Tanya and Doug Hiltz of the Wisteria Community Association feed people in need through the Stone Soup program, which marked its one-year anniversary Sunday. (NEWS BULLETIN file photo)

Nanaimo meal program will keep serving up soup after setback

Wisteria Community Association’s Stone Soup shack didn’t have a building permit

A volunteer-run meal program in downtown Nanaimo is continuing after a setback.

Tanya Hiltz of the Wisteria Community Association said her group’s Stone Soup initiative will continue with a “Plan B” after the City of Nanaimo advised that the soup shack on Nicol Street went up without a building permit.

“There’s no stove or oven, all we use here is roasting pans for re-heating the soup.
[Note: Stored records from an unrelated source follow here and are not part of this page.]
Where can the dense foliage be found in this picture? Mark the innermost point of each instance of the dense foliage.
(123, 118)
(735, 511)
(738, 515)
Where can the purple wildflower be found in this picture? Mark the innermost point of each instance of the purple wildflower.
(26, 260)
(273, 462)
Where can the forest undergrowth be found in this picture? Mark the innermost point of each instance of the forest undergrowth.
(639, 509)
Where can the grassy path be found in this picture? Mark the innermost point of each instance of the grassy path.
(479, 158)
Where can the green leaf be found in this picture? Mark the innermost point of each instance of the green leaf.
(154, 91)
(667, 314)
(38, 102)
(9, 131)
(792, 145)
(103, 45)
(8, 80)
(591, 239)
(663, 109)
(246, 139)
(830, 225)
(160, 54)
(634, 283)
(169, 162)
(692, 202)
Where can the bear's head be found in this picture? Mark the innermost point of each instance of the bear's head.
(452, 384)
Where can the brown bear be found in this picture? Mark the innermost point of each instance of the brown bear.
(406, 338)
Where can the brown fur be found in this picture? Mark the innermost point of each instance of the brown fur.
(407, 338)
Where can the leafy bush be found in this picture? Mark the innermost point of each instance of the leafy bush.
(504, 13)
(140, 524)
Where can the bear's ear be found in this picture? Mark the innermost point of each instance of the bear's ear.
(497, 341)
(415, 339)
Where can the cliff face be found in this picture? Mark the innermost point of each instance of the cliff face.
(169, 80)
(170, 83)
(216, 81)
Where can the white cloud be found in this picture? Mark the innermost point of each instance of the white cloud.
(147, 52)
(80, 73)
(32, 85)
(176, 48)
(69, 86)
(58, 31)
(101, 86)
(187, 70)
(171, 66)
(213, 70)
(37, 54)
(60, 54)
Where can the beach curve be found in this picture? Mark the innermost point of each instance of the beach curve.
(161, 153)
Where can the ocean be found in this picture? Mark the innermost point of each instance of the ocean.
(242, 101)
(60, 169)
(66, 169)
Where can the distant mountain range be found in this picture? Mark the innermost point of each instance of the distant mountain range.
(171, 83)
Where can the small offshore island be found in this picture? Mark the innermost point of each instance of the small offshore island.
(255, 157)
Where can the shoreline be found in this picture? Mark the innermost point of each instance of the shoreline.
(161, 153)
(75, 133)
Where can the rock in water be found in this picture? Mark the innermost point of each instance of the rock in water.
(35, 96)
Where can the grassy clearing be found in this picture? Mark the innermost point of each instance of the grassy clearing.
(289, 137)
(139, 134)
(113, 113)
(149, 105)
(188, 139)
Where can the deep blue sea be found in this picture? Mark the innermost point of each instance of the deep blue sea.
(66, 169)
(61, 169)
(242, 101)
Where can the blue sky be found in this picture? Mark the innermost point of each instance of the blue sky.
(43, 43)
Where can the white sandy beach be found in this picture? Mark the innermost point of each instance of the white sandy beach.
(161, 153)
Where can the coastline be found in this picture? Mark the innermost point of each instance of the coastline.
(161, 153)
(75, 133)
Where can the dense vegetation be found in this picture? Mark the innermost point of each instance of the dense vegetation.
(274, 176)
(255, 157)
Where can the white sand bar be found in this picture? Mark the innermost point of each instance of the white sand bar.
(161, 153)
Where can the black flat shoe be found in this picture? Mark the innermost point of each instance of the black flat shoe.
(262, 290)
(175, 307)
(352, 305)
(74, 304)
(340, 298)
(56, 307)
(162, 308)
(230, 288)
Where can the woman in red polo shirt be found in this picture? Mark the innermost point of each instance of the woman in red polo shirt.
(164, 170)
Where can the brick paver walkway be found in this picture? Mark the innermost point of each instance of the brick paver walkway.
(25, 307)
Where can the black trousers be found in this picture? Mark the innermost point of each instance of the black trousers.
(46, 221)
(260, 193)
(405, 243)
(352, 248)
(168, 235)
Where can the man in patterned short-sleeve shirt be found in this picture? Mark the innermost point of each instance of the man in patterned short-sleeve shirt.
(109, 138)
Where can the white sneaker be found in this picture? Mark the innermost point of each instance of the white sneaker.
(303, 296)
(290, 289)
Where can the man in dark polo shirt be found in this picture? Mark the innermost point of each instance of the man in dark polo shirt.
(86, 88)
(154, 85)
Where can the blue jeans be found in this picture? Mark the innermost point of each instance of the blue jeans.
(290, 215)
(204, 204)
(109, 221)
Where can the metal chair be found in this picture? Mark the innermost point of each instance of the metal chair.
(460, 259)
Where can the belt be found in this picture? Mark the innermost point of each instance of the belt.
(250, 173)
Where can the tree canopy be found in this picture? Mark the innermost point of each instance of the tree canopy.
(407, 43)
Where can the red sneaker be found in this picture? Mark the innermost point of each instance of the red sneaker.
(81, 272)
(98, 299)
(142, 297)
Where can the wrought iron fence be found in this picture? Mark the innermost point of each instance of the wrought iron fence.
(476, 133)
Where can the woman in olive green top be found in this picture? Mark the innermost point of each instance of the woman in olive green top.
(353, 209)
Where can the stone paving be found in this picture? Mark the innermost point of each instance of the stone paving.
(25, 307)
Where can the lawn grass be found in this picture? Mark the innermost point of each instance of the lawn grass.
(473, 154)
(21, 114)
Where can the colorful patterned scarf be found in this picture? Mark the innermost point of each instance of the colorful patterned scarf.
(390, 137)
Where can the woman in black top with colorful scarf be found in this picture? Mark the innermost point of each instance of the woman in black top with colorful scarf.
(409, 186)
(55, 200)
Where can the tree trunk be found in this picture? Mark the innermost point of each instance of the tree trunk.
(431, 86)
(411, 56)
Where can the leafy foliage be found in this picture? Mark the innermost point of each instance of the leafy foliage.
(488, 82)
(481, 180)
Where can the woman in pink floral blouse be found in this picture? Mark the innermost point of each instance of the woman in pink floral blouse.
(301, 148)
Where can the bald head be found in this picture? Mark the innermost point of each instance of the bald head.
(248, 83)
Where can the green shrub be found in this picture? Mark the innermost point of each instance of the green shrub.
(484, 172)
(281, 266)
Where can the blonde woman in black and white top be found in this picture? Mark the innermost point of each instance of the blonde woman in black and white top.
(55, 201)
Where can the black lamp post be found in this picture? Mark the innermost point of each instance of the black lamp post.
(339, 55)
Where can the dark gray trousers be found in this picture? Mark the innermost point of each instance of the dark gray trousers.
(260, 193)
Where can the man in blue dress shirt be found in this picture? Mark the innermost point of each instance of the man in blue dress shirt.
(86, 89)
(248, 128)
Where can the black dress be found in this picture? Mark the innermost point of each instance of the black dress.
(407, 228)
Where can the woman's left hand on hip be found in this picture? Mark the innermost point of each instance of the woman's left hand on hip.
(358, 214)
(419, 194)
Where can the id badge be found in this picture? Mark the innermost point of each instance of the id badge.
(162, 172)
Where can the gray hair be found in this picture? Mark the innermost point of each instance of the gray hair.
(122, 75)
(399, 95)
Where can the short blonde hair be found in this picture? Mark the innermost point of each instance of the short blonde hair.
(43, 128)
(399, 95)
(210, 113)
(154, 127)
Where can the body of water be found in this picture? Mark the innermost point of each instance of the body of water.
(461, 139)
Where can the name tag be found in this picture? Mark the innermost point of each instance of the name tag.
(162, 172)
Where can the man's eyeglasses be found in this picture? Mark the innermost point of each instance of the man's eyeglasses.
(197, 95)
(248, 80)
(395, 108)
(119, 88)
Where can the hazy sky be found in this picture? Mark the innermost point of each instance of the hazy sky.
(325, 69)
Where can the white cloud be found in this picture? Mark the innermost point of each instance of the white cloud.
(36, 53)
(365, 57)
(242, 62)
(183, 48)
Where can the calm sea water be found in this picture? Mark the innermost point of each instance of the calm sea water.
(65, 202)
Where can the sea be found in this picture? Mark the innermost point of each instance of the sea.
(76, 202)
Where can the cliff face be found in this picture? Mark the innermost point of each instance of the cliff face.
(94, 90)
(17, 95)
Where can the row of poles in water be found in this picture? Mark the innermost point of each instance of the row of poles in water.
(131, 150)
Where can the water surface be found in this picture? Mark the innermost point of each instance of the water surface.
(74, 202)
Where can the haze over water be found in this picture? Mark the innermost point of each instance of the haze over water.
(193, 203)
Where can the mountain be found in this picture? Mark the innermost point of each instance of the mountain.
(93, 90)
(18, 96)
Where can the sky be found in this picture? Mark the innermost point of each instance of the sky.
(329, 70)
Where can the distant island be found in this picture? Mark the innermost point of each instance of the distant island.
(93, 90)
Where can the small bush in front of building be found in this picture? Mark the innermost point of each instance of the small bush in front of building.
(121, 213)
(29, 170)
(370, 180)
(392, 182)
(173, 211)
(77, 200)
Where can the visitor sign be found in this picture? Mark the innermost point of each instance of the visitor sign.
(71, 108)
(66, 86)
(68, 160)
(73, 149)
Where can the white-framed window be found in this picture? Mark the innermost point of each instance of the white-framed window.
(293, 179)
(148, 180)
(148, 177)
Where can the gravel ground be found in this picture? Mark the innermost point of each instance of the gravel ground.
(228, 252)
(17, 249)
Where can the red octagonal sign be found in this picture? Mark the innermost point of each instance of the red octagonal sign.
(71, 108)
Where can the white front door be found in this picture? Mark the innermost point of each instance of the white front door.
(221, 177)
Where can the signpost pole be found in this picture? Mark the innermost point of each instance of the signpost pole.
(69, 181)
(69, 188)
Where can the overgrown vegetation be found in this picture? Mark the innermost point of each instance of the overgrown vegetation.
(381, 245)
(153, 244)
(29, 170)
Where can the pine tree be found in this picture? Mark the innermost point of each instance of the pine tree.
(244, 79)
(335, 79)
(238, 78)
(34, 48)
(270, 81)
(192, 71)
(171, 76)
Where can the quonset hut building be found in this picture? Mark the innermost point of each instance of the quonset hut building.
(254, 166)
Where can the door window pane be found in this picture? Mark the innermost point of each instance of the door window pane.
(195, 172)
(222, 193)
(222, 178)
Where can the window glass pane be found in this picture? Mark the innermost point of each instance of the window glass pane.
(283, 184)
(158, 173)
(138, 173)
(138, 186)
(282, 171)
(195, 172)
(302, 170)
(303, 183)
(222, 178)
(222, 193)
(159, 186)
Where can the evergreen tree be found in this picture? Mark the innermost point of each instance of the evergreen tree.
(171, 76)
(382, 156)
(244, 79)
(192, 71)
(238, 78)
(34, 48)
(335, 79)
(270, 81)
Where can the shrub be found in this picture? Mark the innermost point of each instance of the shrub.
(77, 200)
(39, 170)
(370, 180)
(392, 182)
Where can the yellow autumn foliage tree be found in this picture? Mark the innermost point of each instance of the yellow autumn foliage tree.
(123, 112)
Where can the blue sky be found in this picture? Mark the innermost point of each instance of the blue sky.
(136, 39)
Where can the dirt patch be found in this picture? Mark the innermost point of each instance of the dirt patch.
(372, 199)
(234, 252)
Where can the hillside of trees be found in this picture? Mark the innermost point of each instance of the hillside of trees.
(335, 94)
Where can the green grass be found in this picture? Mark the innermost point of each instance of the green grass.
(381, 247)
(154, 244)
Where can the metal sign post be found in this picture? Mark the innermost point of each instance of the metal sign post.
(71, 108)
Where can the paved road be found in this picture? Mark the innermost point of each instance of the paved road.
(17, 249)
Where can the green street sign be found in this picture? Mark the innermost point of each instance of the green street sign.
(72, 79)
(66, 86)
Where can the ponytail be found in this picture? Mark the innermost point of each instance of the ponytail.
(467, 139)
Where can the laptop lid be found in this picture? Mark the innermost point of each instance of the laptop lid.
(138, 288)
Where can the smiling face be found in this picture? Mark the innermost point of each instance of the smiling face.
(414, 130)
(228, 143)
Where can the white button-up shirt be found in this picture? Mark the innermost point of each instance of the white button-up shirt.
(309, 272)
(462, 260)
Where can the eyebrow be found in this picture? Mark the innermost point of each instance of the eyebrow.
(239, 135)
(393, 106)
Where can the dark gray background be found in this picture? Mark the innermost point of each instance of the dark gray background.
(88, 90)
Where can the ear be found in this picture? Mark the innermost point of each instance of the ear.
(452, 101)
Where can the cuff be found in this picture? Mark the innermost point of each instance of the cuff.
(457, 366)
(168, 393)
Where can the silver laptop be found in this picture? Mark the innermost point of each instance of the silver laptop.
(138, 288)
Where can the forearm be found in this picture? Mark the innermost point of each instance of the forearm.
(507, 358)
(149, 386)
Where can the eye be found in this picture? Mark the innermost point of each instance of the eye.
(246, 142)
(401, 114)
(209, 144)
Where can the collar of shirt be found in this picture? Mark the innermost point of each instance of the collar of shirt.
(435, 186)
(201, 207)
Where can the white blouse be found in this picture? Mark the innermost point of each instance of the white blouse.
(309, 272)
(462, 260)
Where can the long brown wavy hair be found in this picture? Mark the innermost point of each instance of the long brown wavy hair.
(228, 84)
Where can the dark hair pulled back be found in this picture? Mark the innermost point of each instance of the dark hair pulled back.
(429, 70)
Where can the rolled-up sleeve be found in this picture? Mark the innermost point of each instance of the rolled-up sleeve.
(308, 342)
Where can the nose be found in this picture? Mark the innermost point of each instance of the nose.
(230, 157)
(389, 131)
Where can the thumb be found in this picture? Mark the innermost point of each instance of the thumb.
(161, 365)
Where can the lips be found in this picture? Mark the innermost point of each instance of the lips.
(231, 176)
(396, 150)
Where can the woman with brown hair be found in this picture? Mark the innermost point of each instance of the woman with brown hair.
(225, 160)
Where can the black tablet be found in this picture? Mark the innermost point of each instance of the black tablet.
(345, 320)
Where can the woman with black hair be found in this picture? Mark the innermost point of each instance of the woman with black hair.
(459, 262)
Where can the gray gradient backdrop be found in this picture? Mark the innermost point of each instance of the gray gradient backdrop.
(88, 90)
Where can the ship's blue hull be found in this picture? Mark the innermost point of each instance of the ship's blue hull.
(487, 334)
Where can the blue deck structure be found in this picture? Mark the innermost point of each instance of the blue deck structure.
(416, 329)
So where do they get off saying it’s a structure when it has a tent for a roof?” Hiltz asked.

Stone Soup celebrated its one-year anniversary of operation on Sunday after being started by “a little tiny group that knew this has been needed for years,” Hiltz said.

Dale Lindsay, the city’s director of community development, didn’t wish to speak to specifics but said the responsibility is generally on a property owner to bring to the city an applications showing what’s intended to be built and how it complies with code.

“In this case and in the majority of these cases, it’s based on complaints,” he said. “If we get a complaint, we respond, staff visit a site and then we’ll provide correspondence to the owner.”

Stone Soup originally operated out of a tent and Hiltz said she’s allowed to have a tent on the property.